COVID-19 had a big impact on us all and it seems we are yet to see the lasting effects. For mother and son, Ronda and Harvey Helou, it impacted them in many ways – good and bad. Half way through 2021, Ronda was admitted to hospital; years of stress from running her salon in Sydney’s South West had built up. She was required to undertake surgery days later.
Concerned with how her salon would continue to run, Ronda’s options were closing fast. On the day of her surgery, the news which would break many Aussie businesses flooded the hospital room, salons, hospitality venues, and similar businesses would be forced to close.
How did Harvey keep the business afloat?
The news did not land well for Ronda, a mother (and primary income source) for 3 who has been running her business since the age of 16. Harvey, a Construction Engineer at the time, was left at his mother’s bedside distraught and searching for ways to ease his mother’s stress and ensure the business would stay afloat during the prevalent global pandemic.
“There was no way we would let the business crumble. I saw my mother build-up the salon from when I was a child. I grew up in it, packing boxes and attending to phone calls. Before my HSC, we slept there because (again) we had almost lost it all,” says Harvey, 23.
Uncertain if grants would soon be available, Harvey began calling individual customers. “I would call them individually, check in on them to see how they were doing. We asked if they had been looking after their hair. We would then customise hair colour kits for them and package them up with a hair treatment my mother had been developing in her salon.”
Within a few days, Harvey and Ronda would be in a busy room of Bankstown-Lidcombe hospital, looking at photos of clients’ hair and providing virtual consultations. “We began packaging the colours with other hair care products. We had stock building up in the hospital and nurses had no idea what was happening.” Eventually, home-made videos speaking to the customised colour packages circled the web and led to more orders as restrictions continued.
How was Troya Beauty born?
Harvey and Ronda soon decided there was an opportunity to expand upon the salon, trying to turn their short-term success with the colour packages into a lasting service for clients.
“We began developing a website and speaking to suppliers. By using the website, customers around Australia would be able to go on and customise their own hair colour, add some other hair and beauty products to it, and have it delivered to their home. They would then be able to colour their hair from home, without having to visit the salon,” Harvey further said.

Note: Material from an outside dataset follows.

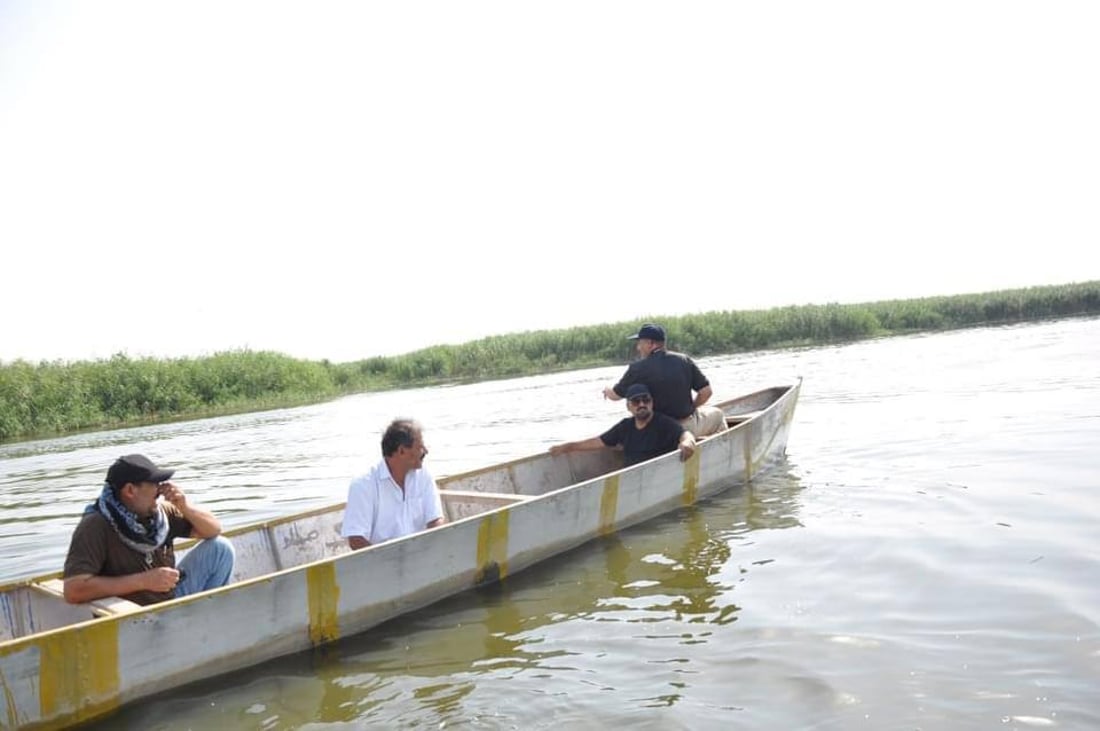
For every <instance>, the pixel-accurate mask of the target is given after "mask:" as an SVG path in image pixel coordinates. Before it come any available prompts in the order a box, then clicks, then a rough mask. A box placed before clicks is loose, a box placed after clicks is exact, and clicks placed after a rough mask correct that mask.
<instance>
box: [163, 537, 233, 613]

The website did well but issues developed, leading to Harvey taking it down temporarily. “Some colours cannot be achieved at home. We knew this already and did not offer them. But, more importantly, we didn’t want to impact salons around Australia by potentially taking work away from them. Many were already in difficult situations.” Harvey and Ronda then began speaking to suppliers, fighting to gain approval and trying to source more products.
“The beauty retail industry is difficult to break into. It is the reason many retailers aren’t approved resellers which is dangerous to consumers as they could be purchasing counterfeit stock.” With Ronda slowly recovering, and restrictions easing, they did not want to give up on the idea. Harvey began selling the limited products they had access to via social media and eBay, testing the waters to see if there was room for improvement in a competitive market.
Slowly seeing progress, they began to re-develop the website and Troya Beauty was born. “We had to build the trust of suppliers; sometimes sitting in on countless meetings and showing them what we could do. Many said no, requiring further convincing,” Harvey said
“For one particular supplier, I drove 4 hours and sat in their office until an Executive agreed to meet with me, after being rejected 3 times. In a market like this, we must do whatever it takes,” says Harvey who is now the full-time Director of Troya Beauty.
What is Troya Beauty’s go to market strategy?
With recognised brands like Dermalogica, asap, Medik8, Goldwell, NAK Hair, De Lorenzo, and more, Troya Beauty is determined to provide Aussies with a service above any other. Operating out of a warehouse in Sydney’s South West, Harvey oversees everything, staying up until the early hours of the morning and sleeping in the office before returning to work.
The newest introduction to Troya Beauty is something that Harvey and Ronda believe will separate them from many. The team have been putting the final touches on their private label – BONDED. The first product, an at-home hair treatment designed to improve upon traditional in-salon Keratin treatments, launches in the coming weeks. It is a two-step process that first involves a shampoo (which is provided), followed by the treatment.
It is used just like a hair mask (being left on for 10 minutes) and is completed by blow-drying and straightening the hair. The treatment is free of harsh chemicals (such as Formaldehyde) which traditionally plague Keratin treatments and is not tested on animals. After use, the treatment immediately reduces frizz and smoothens the hair, lasting for up to 3 months.
Where it differs from traditional Keratin treatments, is that gloves, combs, and other salon-equipment is not required to apply the treatment. With BONDED in full swing, Harvey and Ronda aim to ensure it helps women care for their hair from home whilst also being able to shop the world’s most recognised hair and beauty brands in one place; Troya Beauty.